1. Algorithm and thinking process:

• We are given two linked lists that represent two non-negative integers, with each digit stored in reverse order. Our task is to add the two numbers and return the result as a linked list.

• To solve this problem, we can use a simple iterative approach where we iterate through both linked lists simultaneously, starting from the head.

• We initialize a carry variable to keep track of any carry that occurs during addition. We start with a dummy head and a current node to store the sum of digits.

• While iterating, for each node, we add the respective values from both lists and the carry. We update the carry and the current digit accordingly.

• If either of the lists has more digits than the other, we continue adding the remaining digits and the carry.

• Finally, if there is any remaining carry, we add it as a new digit to the resulting linked list.

• We return the head of the resulting linked list.

• This approach has an overall time complexity of O(max(m, n)), where m and n are the lengths of the two input lists.

5. Merge Two Sorted Lists

1. Problem Description: The problem "Merge Two Sorted Lists" on LeetCode can be found at the following link: https://leetcode.com/problems/merge-two-sorted-lists/

2. Optimized Java Code:

// Definition for singly-linked list.
class ListNode {
  int val;
  ListNode next;
  ListNode(int x) {
      val = x;
      next = null;
  }
}

class Solution {
    public ListNode mergeTwoLists(ListNode l1, ListNode l2) {
        // Create a dummy head to start the merged list
        ListNode dummy = new ListNode(0);
        // Create a pointer to keep track of the current node
        ListNode current = dummy;
        
        // While both lists are not empty, compare the values of the current nodes
        // and append the smaller one to the merged list
        while (l1 != null && l2 != null) {
            if (l1.val <= l2.val) {
                current.next = l1;
                l1 = l1.next;
            } else {
                current.next = l2;
                l2 = l2.next;
            }
            current = current.next;
        }
        
        // Append the remaining nodes of the non-empty list directly to the merged list
        if (l1 != null)
            current.next = l1;
        if (l2 != null)
            current.next = l2;
        
        // Return the head of the merged list
        return dummy.next;
    }
}

1. Algorithm and Approach:

• The given problem asks us to merge two sorted linked lists and return the resulting merged list.

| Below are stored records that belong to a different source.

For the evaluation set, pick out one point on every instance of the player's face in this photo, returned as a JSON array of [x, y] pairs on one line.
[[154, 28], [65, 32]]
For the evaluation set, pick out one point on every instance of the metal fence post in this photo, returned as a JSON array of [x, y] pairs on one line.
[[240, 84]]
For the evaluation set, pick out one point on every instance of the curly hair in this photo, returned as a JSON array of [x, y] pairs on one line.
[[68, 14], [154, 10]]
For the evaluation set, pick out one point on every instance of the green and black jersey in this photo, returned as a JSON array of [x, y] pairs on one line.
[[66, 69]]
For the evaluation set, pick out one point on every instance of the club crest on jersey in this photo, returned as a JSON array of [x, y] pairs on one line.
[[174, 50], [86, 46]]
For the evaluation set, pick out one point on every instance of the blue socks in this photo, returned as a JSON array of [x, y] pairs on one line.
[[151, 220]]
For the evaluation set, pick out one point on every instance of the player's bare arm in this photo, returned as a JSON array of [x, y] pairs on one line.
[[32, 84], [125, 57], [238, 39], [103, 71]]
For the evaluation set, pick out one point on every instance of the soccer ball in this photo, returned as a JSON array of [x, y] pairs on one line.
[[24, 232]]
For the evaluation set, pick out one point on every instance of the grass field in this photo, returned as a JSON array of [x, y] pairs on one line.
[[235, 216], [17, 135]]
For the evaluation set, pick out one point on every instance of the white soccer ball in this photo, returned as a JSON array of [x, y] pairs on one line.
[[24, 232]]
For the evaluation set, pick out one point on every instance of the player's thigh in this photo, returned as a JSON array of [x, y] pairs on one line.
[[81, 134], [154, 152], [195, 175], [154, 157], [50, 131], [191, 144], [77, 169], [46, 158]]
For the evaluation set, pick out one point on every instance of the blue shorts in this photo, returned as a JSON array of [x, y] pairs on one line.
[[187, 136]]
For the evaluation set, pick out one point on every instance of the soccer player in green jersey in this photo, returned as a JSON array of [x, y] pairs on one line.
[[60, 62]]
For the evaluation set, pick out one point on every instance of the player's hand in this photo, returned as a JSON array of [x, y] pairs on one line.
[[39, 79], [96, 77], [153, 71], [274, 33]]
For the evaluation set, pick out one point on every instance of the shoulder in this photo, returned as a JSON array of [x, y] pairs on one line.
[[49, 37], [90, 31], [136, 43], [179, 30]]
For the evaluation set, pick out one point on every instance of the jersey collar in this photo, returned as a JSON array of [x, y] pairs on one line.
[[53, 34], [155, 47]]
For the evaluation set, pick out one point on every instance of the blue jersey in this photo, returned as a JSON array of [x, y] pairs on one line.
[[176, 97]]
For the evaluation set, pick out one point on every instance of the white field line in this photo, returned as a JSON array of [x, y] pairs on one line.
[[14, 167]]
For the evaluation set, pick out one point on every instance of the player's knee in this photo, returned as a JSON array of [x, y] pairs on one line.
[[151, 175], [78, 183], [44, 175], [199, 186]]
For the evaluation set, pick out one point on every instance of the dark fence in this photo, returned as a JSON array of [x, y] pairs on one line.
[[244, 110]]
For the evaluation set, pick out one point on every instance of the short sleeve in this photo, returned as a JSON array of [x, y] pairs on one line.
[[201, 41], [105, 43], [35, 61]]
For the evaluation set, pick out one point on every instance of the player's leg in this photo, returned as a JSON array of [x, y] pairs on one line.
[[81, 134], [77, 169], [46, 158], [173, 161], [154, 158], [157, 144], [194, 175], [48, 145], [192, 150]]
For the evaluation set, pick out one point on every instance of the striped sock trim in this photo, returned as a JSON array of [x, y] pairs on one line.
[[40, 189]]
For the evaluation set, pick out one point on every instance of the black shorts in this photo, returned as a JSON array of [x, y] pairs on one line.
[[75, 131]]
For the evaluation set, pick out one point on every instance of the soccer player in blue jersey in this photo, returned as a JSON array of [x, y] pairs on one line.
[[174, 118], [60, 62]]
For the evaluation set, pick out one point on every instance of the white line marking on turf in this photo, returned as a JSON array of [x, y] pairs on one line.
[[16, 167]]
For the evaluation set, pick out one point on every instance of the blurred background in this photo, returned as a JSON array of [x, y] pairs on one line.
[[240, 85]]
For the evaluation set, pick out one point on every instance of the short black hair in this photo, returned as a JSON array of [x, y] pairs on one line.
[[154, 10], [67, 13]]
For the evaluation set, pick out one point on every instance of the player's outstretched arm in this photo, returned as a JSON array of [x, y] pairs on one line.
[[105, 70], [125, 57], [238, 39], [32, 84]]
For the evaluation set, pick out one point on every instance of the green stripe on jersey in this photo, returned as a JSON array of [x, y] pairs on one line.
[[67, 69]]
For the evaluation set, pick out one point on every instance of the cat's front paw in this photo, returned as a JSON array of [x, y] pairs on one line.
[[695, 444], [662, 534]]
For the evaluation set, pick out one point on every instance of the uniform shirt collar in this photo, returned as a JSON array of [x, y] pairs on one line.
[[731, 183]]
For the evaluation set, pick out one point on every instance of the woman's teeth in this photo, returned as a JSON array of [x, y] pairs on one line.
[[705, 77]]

• The algorithm I provided uses a simple iterative approach to merge the two given lists.

• I will explain the algorithm and provide some tips on how to think through it during an interview:

  • We initialize a dummy head and a current pointer to start building the merged list.

  • We use a while loop to compare the values of the current nodes of the two lists.

  • We append the smaller value node to the merged list and move the corresponding pointer to the next node.

  • We repeat this process until one of the lists becomes empty.

  • If one list becomes empty before the other, we append the remaining nodes from the non-empty list directly to the merged list.

  • Finally, we return the head of the merged list.

  Tips for thinking through the problem:

  • Understand the problem thoroughly and identify the constraints and requirements.

  • Start by visualizing some examples of merging two sorted lists manually to understand how the process works.

  • Compare the first nodes of both lists and determine which one should come first in the merged list.

  • Continue comparing and merging the nodes until one of the lists becomes empty.

  • Handle the case when one list becomes empty before the other.

  • Think about the time complexity and try to optimize the solution.

  • Discuss the solution and algorithm with the interviewer, explaining your thought process and any optimizations you made.

  • Test the solution with different test cases to ensure its correctness.

  • Ask clarifying questions to confirm any assumptions or edge cases related to the problem.

  By understanding the problem, breaking it down into simpler steps, and discussing the solution with the interviewer, you can approach and solve the problem effectively during an interview.